SpatialMe: Stereo Video Conversion Using Depth-Warping and Blend-Inpainting
Jiale Zhang, Qianxi Jia, Yang Liu, Wei Zhang, Wei Wei, Xin Tian
TL;DR
This work tackles stereo video conversion from monocular footage by introducing SpatialMe, a two-stage framework that uses depth-guided warping and occlusion-aware blend-inpainting. The core innovation combines a multi-branch inpainting module (Poly-based, DL-based, and DE-based) with a mask-based hierarchical feature update refiner (MHFU) and a disparity expansion strategy to prevent foreground bleeding, achieving high-fidelity right-view synthesis.
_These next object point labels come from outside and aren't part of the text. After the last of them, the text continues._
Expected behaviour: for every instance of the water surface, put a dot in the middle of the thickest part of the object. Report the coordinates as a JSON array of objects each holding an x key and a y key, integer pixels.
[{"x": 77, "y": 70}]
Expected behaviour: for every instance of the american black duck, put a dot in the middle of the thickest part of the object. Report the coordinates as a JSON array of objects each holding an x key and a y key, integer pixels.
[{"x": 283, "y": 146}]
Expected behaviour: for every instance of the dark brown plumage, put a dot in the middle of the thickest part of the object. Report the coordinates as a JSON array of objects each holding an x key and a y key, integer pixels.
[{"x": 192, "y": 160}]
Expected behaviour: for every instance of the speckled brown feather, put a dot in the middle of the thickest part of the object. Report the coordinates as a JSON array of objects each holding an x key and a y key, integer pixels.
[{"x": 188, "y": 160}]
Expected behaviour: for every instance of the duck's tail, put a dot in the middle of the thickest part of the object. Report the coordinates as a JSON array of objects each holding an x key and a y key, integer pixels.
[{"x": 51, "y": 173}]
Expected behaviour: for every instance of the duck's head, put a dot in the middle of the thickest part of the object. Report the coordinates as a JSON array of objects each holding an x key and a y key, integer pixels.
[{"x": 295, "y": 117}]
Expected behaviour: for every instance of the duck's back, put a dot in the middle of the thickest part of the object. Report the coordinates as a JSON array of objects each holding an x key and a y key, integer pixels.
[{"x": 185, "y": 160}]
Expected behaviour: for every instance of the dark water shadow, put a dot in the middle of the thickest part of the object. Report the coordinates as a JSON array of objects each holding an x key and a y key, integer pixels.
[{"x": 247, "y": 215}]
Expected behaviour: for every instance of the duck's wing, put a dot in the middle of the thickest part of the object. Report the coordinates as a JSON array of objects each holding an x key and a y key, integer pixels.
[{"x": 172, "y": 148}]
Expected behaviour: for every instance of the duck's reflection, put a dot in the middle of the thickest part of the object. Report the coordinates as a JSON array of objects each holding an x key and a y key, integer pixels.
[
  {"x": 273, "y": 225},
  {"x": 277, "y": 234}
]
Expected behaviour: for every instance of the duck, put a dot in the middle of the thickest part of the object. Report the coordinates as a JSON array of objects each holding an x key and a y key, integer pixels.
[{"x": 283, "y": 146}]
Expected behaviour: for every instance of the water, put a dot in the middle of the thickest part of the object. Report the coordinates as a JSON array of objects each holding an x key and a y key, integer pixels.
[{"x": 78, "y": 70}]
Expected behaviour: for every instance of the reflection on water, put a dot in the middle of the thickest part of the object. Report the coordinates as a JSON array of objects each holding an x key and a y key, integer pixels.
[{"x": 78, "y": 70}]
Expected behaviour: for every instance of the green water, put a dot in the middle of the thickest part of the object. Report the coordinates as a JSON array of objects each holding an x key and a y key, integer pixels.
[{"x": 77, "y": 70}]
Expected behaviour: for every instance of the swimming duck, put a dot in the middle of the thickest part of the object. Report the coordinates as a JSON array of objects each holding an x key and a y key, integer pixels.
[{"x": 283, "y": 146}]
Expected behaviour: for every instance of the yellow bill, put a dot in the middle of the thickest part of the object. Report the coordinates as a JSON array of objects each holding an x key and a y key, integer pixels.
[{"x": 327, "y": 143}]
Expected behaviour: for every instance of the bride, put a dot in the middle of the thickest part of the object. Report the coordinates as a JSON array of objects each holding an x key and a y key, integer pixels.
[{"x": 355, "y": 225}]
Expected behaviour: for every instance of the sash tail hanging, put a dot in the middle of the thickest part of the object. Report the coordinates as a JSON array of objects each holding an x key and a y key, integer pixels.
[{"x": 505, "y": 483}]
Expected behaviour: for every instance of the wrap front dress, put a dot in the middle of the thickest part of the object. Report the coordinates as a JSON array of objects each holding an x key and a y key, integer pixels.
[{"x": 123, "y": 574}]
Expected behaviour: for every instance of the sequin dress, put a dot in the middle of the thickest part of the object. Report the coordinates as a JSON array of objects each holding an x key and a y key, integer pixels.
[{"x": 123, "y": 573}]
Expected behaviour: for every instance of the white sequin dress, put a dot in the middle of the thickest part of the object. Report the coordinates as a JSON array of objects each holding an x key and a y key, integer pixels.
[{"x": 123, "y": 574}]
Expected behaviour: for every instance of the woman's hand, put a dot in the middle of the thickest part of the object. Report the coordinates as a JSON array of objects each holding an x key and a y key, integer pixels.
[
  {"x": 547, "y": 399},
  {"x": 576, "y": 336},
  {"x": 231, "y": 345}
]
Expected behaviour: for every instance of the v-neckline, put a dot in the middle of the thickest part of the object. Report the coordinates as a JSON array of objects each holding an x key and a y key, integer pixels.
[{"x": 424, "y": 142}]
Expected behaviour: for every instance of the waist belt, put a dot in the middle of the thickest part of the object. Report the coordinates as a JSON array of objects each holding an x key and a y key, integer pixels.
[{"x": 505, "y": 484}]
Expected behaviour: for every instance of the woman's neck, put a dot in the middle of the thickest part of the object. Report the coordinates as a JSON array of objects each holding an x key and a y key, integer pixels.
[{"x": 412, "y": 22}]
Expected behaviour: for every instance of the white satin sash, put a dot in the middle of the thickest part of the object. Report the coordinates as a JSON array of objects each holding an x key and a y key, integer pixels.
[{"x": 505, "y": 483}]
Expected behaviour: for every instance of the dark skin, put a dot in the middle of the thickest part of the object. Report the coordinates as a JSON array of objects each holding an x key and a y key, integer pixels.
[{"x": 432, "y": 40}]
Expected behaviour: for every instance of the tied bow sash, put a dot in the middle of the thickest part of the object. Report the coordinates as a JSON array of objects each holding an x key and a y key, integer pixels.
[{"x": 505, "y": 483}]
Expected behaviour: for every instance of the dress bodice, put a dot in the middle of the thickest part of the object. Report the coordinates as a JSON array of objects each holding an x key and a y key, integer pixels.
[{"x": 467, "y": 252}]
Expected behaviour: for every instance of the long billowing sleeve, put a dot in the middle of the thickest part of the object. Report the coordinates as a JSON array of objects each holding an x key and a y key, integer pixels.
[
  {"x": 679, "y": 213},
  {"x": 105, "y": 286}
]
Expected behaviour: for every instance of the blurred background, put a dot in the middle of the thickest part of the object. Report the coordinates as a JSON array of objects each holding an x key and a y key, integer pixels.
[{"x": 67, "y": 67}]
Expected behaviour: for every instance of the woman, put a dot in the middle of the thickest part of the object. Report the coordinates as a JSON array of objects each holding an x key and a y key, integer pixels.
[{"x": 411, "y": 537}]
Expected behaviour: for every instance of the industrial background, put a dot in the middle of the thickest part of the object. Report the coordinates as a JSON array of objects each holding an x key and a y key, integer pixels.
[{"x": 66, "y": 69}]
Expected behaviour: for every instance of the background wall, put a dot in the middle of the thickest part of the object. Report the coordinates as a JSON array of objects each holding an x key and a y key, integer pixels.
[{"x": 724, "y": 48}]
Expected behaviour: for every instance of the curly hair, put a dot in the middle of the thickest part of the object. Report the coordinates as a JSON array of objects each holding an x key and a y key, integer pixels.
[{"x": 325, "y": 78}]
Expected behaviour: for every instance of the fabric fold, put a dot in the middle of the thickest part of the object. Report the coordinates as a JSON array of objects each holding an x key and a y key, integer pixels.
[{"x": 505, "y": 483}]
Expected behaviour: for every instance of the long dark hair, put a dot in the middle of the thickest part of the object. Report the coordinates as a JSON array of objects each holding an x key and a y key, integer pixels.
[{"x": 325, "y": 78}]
To address data scarcity, the authors release StereoV1K, a large real-world stereo video dataset with over 500k frames captured at 1180×1180, facilitating robust benchmarking. Empirical results on StereoV1K show SpatialMe outperforms state-of-the-art methods in both quantitative metrics and visual quality, underscoring its potential for VR/AR content pipelines and for advancing stereo-video research.
Abstract
Stereo video conversion aims to transform monocular videos into immersive stereo format. Despite the advancements in novel view synthesis, it still remains two major challenges: i) difficulty of achieving high-fidelity and stable results, and ii) insufficiency of high-quality stereo video data. In this paper, we introduce SpatialMe, a novel stereo video conversion framework based on depth-warping and blend-inpainting. Specifically, we propose a mask-based hierarchy feature update (MHFU) refiner, which integrate and refine the outputs from designed multi-branch inpainting module, using feature update unit (FUU) and mask mechanism. We also propose a disparity expansion strategy to address the problem of foreground bleeding. Furthermore, we conduct a high-quality real-world stereo video dataset -- StereoV1K, to alleviate the data shortage. It contains 1000 stereo videos captured in real-world at a resolution of 1180 x 1180, covering various indoor and outdoor scenes. Extensive experiments demonstrate the superiority of our approach in generating stereo videos over state-of-the-art methods.